Wiele osób nie zdaje sobie sprawy z tego, jaki ma wpływ na wygląd i zapach swoich ręczników. Popełnianie popularnych błędów przyczynia się do tego, że są zbite, szorstkie i nie wchłaniają wody tak, jak na początku. Podpowiadamy, jak to zmienić.
Pranie ręczników w złej temperaturze wpływa na ich elastyczność. Mogą być twarde, naciągnięte, a nawet skurczyć się. Optymalna temperatura to 40 lub 60°C. Wiele osób wybiera temperaturę 90°C, która wcale nie jest dobrym rozwiązaniem. Ręczniki mogą wówczas się "wygotować'', co znacznie pogarsza ich miękkość i psuje strukturę włókien.

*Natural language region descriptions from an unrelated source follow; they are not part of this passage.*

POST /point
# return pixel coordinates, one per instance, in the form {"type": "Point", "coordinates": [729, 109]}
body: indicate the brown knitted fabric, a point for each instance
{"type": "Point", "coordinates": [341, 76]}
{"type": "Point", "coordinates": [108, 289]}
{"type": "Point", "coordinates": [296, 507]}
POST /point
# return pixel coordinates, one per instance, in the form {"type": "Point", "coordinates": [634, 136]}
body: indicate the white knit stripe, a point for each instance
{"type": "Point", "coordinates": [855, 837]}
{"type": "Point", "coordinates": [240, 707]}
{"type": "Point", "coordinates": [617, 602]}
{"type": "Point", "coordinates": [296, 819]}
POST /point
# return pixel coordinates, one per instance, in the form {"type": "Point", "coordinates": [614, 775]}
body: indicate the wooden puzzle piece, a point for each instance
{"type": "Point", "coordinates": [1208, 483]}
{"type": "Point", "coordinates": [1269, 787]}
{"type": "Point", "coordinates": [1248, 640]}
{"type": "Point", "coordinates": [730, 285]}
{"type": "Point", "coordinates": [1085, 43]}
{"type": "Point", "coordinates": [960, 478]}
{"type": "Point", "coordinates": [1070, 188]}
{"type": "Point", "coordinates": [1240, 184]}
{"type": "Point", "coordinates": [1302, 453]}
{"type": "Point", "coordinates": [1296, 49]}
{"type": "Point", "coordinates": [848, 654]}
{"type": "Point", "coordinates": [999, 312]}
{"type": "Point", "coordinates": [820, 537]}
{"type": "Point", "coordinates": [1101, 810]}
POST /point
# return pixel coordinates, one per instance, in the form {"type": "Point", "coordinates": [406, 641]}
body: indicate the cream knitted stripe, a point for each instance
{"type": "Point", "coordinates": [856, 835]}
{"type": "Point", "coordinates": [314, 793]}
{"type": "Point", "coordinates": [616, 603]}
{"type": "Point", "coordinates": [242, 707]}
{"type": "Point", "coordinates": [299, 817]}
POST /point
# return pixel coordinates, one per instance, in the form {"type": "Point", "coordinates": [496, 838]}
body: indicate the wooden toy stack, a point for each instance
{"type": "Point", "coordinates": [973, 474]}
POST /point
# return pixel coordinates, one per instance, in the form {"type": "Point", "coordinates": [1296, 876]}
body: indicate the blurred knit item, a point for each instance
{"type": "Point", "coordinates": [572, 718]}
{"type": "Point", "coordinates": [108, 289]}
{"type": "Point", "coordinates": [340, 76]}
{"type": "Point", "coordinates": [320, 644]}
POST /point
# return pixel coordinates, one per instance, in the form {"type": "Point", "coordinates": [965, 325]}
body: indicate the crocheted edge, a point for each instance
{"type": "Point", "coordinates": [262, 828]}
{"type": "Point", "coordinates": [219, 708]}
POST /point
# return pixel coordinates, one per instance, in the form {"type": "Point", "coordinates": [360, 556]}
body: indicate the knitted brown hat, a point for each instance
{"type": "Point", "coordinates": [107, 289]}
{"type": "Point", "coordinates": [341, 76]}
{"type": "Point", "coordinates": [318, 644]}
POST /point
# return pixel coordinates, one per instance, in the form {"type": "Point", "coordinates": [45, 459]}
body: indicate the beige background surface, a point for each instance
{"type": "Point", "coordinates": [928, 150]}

Podstawowym błędem, który możesz popełnić, piorąc ręczniki, jest niestosowanie zasady co za dużo- to niezdrowo. W tym przypadku zbyt wiele rzeczy w pralce oznacza mniejszą szansę na uzyskanie miękkich i pachnących ręczników. Ściśnięte, będą miały mniejszą szansę na wypranie się. Przepływ wody będzie gorszy, a mydliny osadzą się na włóknach i niedokładnie spłuczą. Przez to zapach wilgoci może być bardzo nieprzyjemny, a same ręczniki zbite i ciężkie.
Drugim błędem jest używanie ręczników od razu po ich zakupie. Część z nich jest pokrytych specjalną chemiczną powłoką, która sprawia, że wydają się bardziej puszyste i miękkie. Pokrywając tę powłokę wodą, sprawisz, że nitki zbiją się, a ręcznik już nigdy nie będzie miękki. Najpierw go wypierz, najlepiej w pachnącym płynie z opcją zmiękczania tkanin.
Najlepszym sposobem, aby uratować zniszczone ręczniki, lub zwyczajnie zachować ich miękkość i puchatość, dodaj do prania łyżkę sody oczyszczonej. Efekt może cię pozytywnie zaskoczyć.